Bild: Das seit elf Tagen besetzte Capitol in Madison, Wisconsin.
taz: Herr Mishel, in Wisconsin sieht es so aus, als entstünde in den USA
eine neue Arbeiterbewegung.
Lawrence Mishel: Wenn es bloß so wäre …
Worum geht es dann?
Die Republikaner versuchen die letzten Reste der US-Arbeiterbewegung zu
demontieren. Für die Gewerkschaften ist es ein Kampf ums Überleben.
Warum tobt dieser Kampf gerade jetzt und in Wisconsin?
Die Staaten im industriellen Midwest und Mid-Atlantic sind die stärksten
Gewerkschaftsstaaten überhaupt und traditionell demokratisch. Aber im
November haben die Republikaner dort bei den Kongresswahlen und den
Gouverneurswahlen gewonnen. Jetzt machen sie sich an die Gewerkschaften.
Aber sie haben damit in ein Wespennest gestochen.
Was ist von den Gewerkschaften in den USA noch übrig?
Im Privatsektor nicht viel. Nur in bestimmten Industrien und an bestimmten
Orten spielen sie eine Rolle.
Und im öffentlichen Dienst?
Da haben sie zwar nie besonders hohe Löhne und Sozialleistungen durchsetzen
können, aber sie haben beachtliche Mitgliederzahlen: 35 Prozent im
nationalen Durchschnitt, in manchen Bundesstaaten viel mehr.
Der republikanische Gouverneur von Indiana, Mitch Daniels, hält die
Gewerkschaften für die stärkste Lobby in den USA, stärker als die Öllobby.
Das ist ein Witz. Wenn die Gewerkschaften tatsächlich so stark wären wie
die Ölindustrie, würden sie jede Menge Subventionen bekommen. Jetzt im
Ernst: Die Gewerkschaften sind die stärkste Lobby auf der Seite der
Beschäftigten, obwohl sie in einigen Bundesstaaten keine Tarifverträge
abschließen und in den meisten Staaten nicht einmal streiken dürfen.
So etwas wie Sozialpartnerschaft gibt es in USA nicht?
In Deutschland werden Regeln festgelegt, die für alle gelten, für
gewerkschaftlich organisierte Beschäftigte wie für nichtorganisierte. In
den USA hingegen bestimmen Walmart und andere gewerkschaftsfreie
Niedriglohnarbeitgeber die Regeln. Wir haben hier einen gesetzlosen
Arbeitsmarkt. Die Leute können die meisten Rechte am Arbeitsplatz nicht
durchsetzen. Nicht einmal solche, die von der Regierung garantiert sind.
Welche Rechte meinen Sie?
Nehmen Sie den Mindestlohn oder die Überstundenentlohnung.

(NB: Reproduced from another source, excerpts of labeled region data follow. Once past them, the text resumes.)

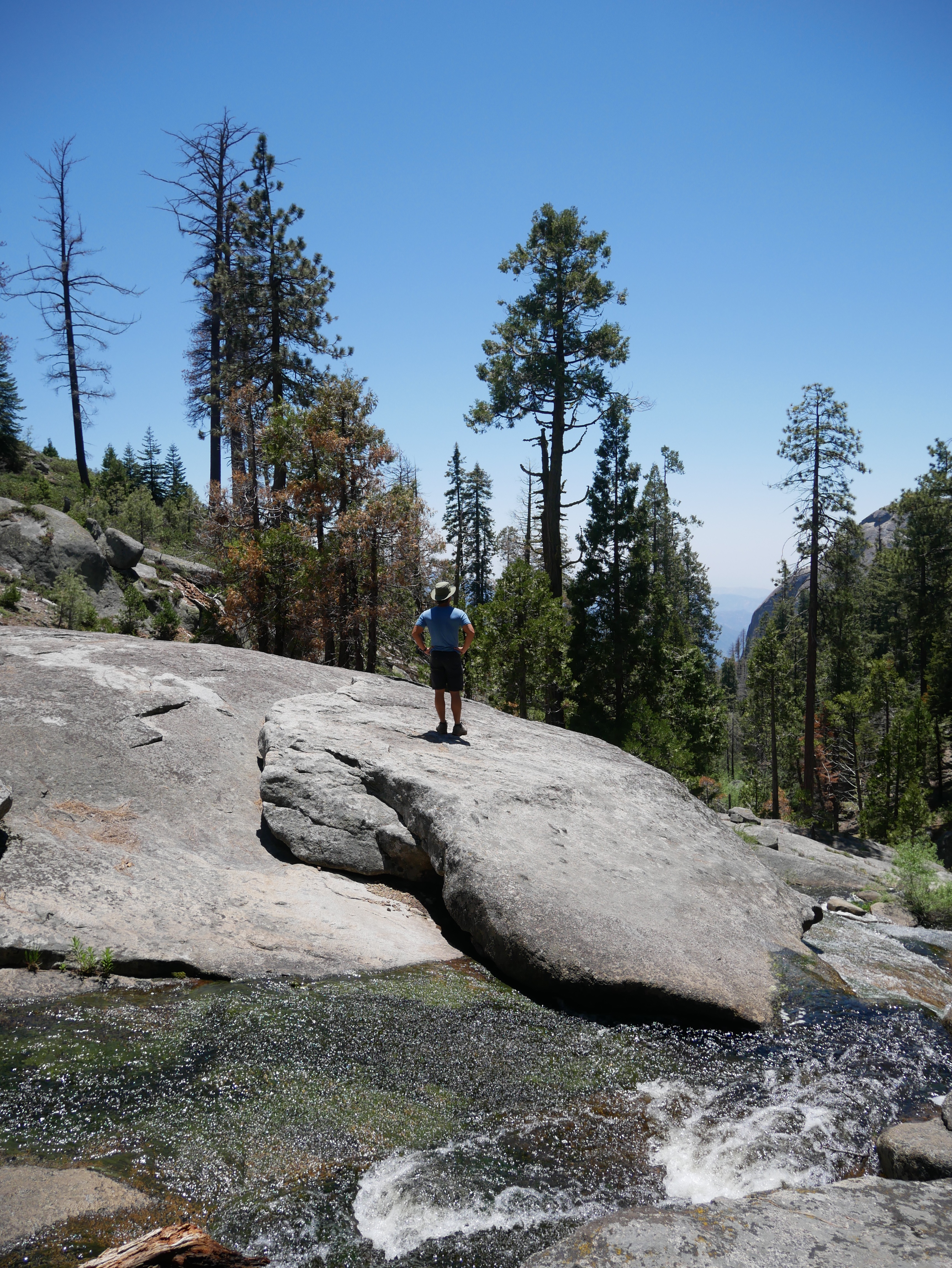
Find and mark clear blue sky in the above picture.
[0,0,952,590]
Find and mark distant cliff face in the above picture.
[747,506,896,647]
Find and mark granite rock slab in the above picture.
[260,676,820,1026]
[525,1175,952,1268]
[0,626,459,978]
[0,1167,148,1250]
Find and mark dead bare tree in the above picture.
[11,137,142,487]
[146,110,255,484]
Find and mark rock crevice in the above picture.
[259,677,819,1026]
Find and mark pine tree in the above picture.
[0,335,23,471]
[442,445,467,607]
[137,427,163,506]
[569,397,650,743]
[148,110,253,484]
[463,463,496,606]
[162,445,189,502]
[229,133,354,490]
[96,445,134,515]
[122,445,142,488]
[777,383,866,800]
[467,203,636,598]
[14,137,141,488]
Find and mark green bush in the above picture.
[52,568,99,630]
[152,595,179,643]
[60,937,114,978]
[892,832,952,928]
[118,585,148,634]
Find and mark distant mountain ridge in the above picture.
[747,506,896,647]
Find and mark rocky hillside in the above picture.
[0,629,819,1026]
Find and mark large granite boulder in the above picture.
[103,527,146,572]
[0,497,122,615]
[525,1175,952,1268]
[142,550,222,586]
[0,626,459,978]
[260,676,819,1026]
[0,1167,148,1251]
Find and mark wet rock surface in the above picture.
[0,628,458,978]
[743,823,892,900]
[876,1118,952,1180]
[0,1167,148,1250]
[261,677,816,1024]
[525,1177,952,1268]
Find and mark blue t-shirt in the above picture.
[417,605,469,652]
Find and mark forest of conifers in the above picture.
[0,114,952,838]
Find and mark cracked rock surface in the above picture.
[260,676,819,1026]
[0,626,459,978]
[523,1175,952,1268]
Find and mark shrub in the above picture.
[892,832,952,928]
[60,937,114,978]
[52,568,99,630]
[152,595,179,643]
[119,585,148,634]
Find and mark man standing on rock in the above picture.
[413,581,475,735]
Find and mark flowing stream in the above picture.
[0,917,952,1268]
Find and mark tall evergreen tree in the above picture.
[569,397,650,743]
[0,335,23,471]
[468,559,569,722]
[147,110,253,484]
[467,203,644,598]
[442,445,467,607]
[137,427,163,505]
[777,383,866,801]
[231,133,354,490]
[162,445,189,502]
[463,463,496,606]
[14,137,141,488]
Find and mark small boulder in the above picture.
[102,529,146,572]
[728,805,761,823]
[876,1118,952,1180]
[870,903,919,929]
[826,894,866,915]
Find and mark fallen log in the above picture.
[80,1224,270,1268]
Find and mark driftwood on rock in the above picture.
[80,1224,270,1268]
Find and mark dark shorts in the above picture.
[430,649,463,691]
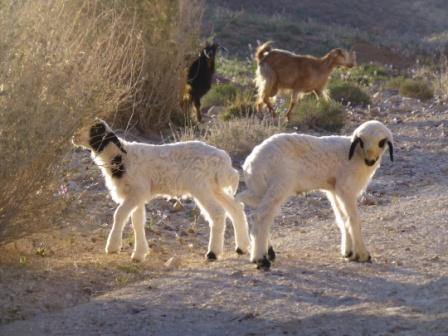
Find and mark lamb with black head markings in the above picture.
[72,119,249,261]
[237,120,393,269]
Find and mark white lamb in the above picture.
[237,121,393,269]
[72,119,249,261]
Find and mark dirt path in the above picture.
[0,97,448,336]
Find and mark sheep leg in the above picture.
[193,192,226,261]
[286,91,299,121]
[106,199,137,253]
[268,238,276,261]
[326,192,353,258]
[263,97,277,118]
[250,185,289,269]
[193,98,202,122]
[214,190,250,254]
[336,194,371,262]
[131,203,149,261]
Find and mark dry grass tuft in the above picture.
[173,117,285,159]
[0,0,202,240]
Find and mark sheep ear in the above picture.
[348,137,361,160]
[110,133,127,154]
[387,141,394,161]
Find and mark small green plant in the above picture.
[384,76,406,90]
[115,274,131,287]
[400,79,434,100]
[329,80,371,106]
[36,246,48,257]
[290,96,346,131]
[220,91,256,121]
[19,256,28,266]
[202,83,238,106]
[350,63,390,86]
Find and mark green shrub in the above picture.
[400,79,434,100]
[201,83,238,107]
[290,96,346,131]
[332,64,391,86]
[329,80,371,106]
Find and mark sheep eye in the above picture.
[359,139,364,148]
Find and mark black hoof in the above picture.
[206,251,218,261]
[350,254,372,263]
[235,247,244,255]
[268,246,275,261]
[257,256,271,271]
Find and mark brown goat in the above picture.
[255,42,356,120]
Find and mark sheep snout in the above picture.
[364,159,377,167]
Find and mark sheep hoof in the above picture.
[268,246,275,261]
[349,253,372,263]
[235,247,244,255]
[206,251,218,261]
[257,256,271,271]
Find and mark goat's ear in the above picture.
[348,136,361,160]
[387,141,394,161]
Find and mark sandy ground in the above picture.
[0,94,448,336]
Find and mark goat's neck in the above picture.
[321,54,337,73]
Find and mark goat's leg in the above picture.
[214,190,250,254]
[286,91,299,121]
[106,199,138,253]
[336,192,371,262]
[193,189,226,261]
[131,203,149,261]
[250,184,290,269]
[326,192,353,258]
[193,98,202,122]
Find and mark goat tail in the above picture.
[255,41,272,64]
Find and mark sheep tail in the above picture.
[216,167,240,196]
[255,41,272,64]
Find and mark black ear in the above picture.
[109,133,127,154]
[387,141,394,161]
[348,137,362,160]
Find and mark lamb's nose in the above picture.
[364,159,376,166]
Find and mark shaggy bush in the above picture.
[328,80,371,106]
[0,0,201,240]
[290,96,346,131]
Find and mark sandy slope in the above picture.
[0,97,448,336]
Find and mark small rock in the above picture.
[164,257,180,268]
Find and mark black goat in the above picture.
[187,42,219,122]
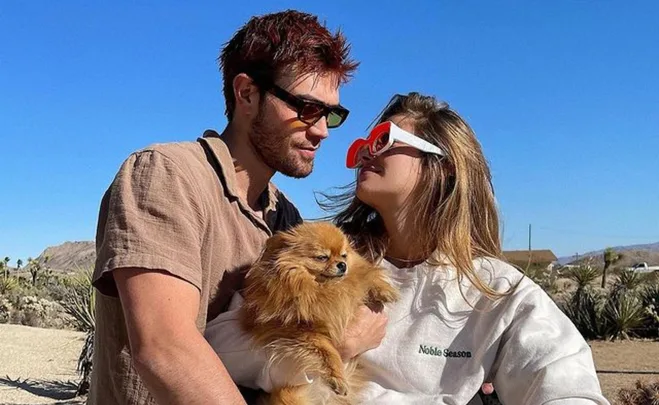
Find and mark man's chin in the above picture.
[277,162,313,179]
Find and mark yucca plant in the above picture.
[618,380,659,405]
[602,293,645,340]
[614,270,645,291]
[0,276,18,295]
[567,264,599,290]
[639,283,659,337]
[62,270,96,395]
[561,286,602,339]
[602,248,622,288]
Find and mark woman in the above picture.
[209,93,608,405]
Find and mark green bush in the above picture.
[561,286,602,339]
[618,380,659,405]
[602,292,646,340]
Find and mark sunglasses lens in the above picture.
[327,110,347,128]
[300,103,324,125]
[371,132,389,153]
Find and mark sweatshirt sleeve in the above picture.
[204,293,313,392]
[494,285,609,405]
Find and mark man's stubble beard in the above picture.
[249,106,313,179]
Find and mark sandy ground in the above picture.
[0,324,659,405]
[0,324,84,404]
[590,340,659,400]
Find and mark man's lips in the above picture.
[359,165,382,173]
[297,145,320,158]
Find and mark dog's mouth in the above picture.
[316,272,347,282]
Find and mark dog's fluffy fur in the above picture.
[241,222,398,405]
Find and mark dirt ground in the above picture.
[0,324,659,405]
[0,324,84,405]
[590,340,659,401]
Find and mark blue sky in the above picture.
[0,0,659,262]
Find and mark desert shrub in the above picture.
[618,380,659,405]
[11,295,71,328]
[0,296,14,323]
[560,286,602,339]
[0,276,19,295]
[602,291,646,340]
[639,283,659,338]
[62,270,96,395]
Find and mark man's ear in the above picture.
[233,73,259,116]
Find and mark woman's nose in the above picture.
[357,147,373,164]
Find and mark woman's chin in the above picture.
[355,180,380,205]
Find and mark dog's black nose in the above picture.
[336,262,348,276]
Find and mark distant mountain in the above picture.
[558,242,659,266]
[37,241,96,272]
[33,241,659,271]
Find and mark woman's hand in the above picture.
[337,305,388,362]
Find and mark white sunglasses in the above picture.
[346,121,446,169]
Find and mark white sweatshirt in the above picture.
[206,259,609,405]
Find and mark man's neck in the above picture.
[220,124,275,212]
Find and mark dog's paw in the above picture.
[325,376,348,396]
[369,285,400,304]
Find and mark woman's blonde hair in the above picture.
[318,92,508,298]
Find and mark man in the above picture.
[89,11,386,404]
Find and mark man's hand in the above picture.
[338,305,388,362]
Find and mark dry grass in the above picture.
[590,340,659,403]
[0,324,659,404]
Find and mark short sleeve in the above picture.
[266,190,303,233]
[93,150,204,296]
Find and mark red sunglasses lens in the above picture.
[371,132,389,153]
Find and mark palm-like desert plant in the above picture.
[0,276,18,295]
[602,248,622,288]
[602,293,645,340]
[561,287,602,339]
[62,270,96,395]
[618,380,659,405]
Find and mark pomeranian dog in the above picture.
[240,222,399,405]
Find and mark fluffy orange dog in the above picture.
[241,222,398,405]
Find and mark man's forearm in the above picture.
[134,333,245,405]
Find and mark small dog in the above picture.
[240,222,399,405]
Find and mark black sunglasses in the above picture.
[257,82,350,128]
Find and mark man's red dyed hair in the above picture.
[219,10,358,121]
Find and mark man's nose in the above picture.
[308,117,329,139]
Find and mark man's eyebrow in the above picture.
[295,93,341,107]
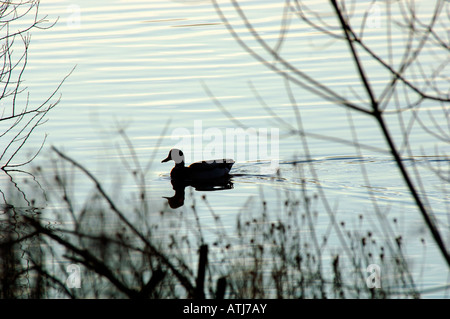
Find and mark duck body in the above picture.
[161,149,235,181]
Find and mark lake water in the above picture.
[2,0,450,298]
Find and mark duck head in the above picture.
[161,148,184,166]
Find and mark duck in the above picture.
[161,148,235,181]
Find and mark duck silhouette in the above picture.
[161,148,235,181]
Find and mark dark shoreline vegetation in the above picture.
[0,1,450,299]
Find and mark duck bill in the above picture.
[161,154,170,163]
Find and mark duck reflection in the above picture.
[163,176,233,209]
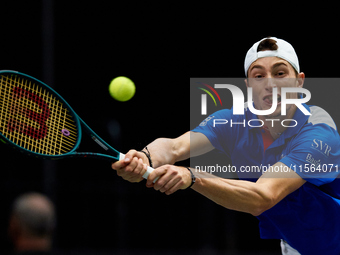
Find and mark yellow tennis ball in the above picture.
[109,76,136,102]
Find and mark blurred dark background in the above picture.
[0,0,340,254]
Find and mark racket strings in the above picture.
[0,72,78,155]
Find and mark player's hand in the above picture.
[111,150,148,182]
[146,165,192,195]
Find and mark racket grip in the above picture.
[119,153,158,183]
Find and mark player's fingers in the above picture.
[165,181,183,195]
[123,150,138,163]
[146,165,167,187]
[111,160,127,170]
[155,170,181,193]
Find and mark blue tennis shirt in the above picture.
[192,104,340,255]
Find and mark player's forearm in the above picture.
[192,173,272,216]
[147,132,190,168]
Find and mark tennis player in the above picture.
[112,37,340,255]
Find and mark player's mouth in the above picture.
[263,95,281,106]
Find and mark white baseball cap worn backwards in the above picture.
[244,37,300,77]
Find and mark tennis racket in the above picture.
[0,70,154,179]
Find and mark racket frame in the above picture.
[0,70,124,161]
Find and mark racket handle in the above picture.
[119,153,158,183]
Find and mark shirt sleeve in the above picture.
[280,124,340,186]
[191,109,233,155]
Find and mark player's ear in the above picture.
[297,72,305,88]
[244,78,249,88]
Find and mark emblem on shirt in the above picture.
[200,116,215,127]
[306,153,321,167]
[312,139,332,157]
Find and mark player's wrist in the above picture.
[140,147,153,167]
[186,167,196,189]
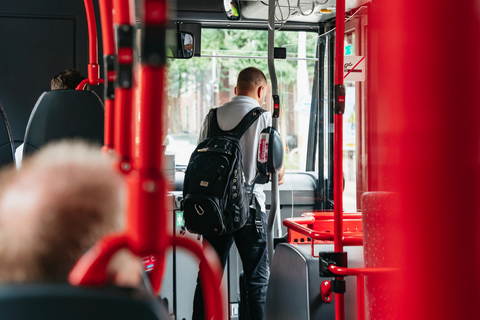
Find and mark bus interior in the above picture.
[0,0,480,320]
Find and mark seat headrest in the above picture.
[0,284,168,320]
[24,90,104,154]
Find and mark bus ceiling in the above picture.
[172,0,370,30]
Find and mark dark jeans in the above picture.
[192,209,270,320]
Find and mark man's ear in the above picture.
[257,86,264,99]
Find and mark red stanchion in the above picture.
[82,0,101,89]
[69,0,225,320]
[99,0,116,152]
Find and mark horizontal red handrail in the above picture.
[283,217,363,246]
[328,264,398,276]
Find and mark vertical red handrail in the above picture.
[333,0,345,320]
[83,0,100,85]
[69,0,225,320]
[113,0,134,173]
[99,0,116,151]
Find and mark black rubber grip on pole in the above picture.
[335,84,346,114]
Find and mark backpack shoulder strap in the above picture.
[207,108,223,138]
[230,107,265,139]
[208,107,265,139]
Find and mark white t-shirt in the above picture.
[198,96,272,212]
[15,143,24,170]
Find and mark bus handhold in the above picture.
[335,84,346,114]
[319,251,348,278]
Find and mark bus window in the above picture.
[166,29,317,171]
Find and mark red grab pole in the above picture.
[113,0,134,173]
[369,0,480,320]
[83,0,100,86]
[99,0,116,151]
[333,0,345,258]
[333,0,345,320]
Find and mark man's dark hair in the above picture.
[237,67,267,92]
[50,68,85,90]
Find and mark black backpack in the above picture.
[183,107,265,236]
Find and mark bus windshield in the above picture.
[165,29,317,171]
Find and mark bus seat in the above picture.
[0,105,15,167]
[0,283,168,320]
[23,90,104,155]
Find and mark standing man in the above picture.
[193,67,283,320]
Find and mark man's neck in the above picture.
[236,92,260,104]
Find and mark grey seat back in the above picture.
[23,90,104,154]
[0,284,168,320]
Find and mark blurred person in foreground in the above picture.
[0,141,142,286]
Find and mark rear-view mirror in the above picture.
[223,0,242,20]
[165,30,195,59]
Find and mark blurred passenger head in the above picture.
[0,141,125,282]
[235,67,267,105]
[50,68,85,90]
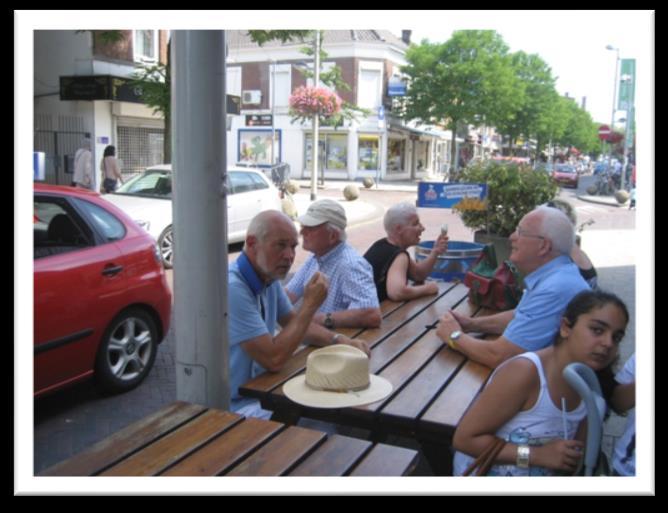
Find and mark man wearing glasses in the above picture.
[437,206,589,368]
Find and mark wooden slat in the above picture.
[161,418,284,476]
[420,360,492,431]
[369,285,468,374]
[290,435,372,476]
[227,426,327,476]
[101,410,243,476]
[350,444,418,476]
[40,402,206,476]
[381,338,465,422]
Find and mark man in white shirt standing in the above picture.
[72,139,93,190]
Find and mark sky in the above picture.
[387,11,654,124]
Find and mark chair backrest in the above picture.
[47,214,82,246]
[563,362,607,476]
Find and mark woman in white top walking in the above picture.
[100,145,123,193]
[453,290,629,476]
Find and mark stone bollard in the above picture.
[343,184,360,201]
[615,190,630,205]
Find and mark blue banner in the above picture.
[417,182,487,208]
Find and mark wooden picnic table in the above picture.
[240,282,491,475]
[39,402,417,476]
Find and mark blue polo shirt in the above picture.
[503,256,590,351]
[228,253,292,411]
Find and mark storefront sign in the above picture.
[417,182,487,209]
[246,114,273,126]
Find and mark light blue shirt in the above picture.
[228,253,292,411]
[287,242,379,313]
[503,256,591,351]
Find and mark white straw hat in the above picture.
[283,344,392,408]
[297,199,348,230]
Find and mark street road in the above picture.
[34,177,635,473]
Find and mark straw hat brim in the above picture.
[283,374,392,408]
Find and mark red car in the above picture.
[33,184,172,397]
[552,164,578,189]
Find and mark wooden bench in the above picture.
[240,283,491,474]
[40,402,417,476]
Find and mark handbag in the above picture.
[462,437,506,476]
[464,244,522,310]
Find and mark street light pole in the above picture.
[605,45,619,160]
[311,30,320,201]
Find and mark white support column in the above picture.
[172,30,230,409]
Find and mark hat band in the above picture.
[306,381,371,394]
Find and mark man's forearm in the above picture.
[469,310,515,335]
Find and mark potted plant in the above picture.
[454,162,559,262]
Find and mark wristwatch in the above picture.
[448,330,462,351]
[516,444,531,468]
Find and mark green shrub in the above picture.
[455,162,559,237]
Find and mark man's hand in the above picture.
[436,312,462,344]
[336,335,371,356]
[304,272,329,311]
[431,234,450,255]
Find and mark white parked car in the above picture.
[104,164,281,269]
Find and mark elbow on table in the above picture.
[363,308,383,328]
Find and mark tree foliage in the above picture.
[402,30,525,170]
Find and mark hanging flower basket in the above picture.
[290,86,342,119]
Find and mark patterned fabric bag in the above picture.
[464,244,522,311]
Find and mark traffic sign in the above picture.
[598,125,611,141]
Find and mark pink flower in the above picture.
[290,86,342,118]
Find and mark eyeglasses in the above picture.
[515,226,545,240]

Für Beschäftigte
mit niedrigen Löhnen ist es manchmal schwer, überhaupt an ihre Löhne zu
kommen. Darum gibt es ja die "Worker's Centers", die jede Menge Energie
darauf verwenden, fällige Löhne einzukassieren, die zum Beispiel
eingewanderten Arbeitern für geleistete Arbeit zustehen. Das ist eine
komplett andere Situation als in Europa.
Welche Zukunft haben die Gewerkschaften, wenn in der Privatwirtschaft nur
6,9 Prozent und im öffentlichen Dienst nur 35 Prozent der Beschäftigten bei
ihnen organisiert sind?
In den Zwanzigerjahren haben Fachleute Bücher über das Ende der
amerikanischen Arbeiterbewegung geschrieben. Und dann kam es in den
Dreißigern zu dem Aufstieg der Industriegewerkschaften. Wir wissen nicht,
was da entstehen wird, aber etwas wird entstehen.
In Wisconsin ist viel die Rede von der Middle Class. Sie hingegen sprechen
von Arbeitern. Um wen geht es nun?
In den USA identifizieren sich die meisten Leute mit der Middle Class.
Ist das Semantik?
Nicht nur. Es geht auch darum, wie Amerikaner sich selbst sehen. Das ist
anders als in Europa.
Präsident Barack Obama hat die "Attacke gegen die Gewerkschaften"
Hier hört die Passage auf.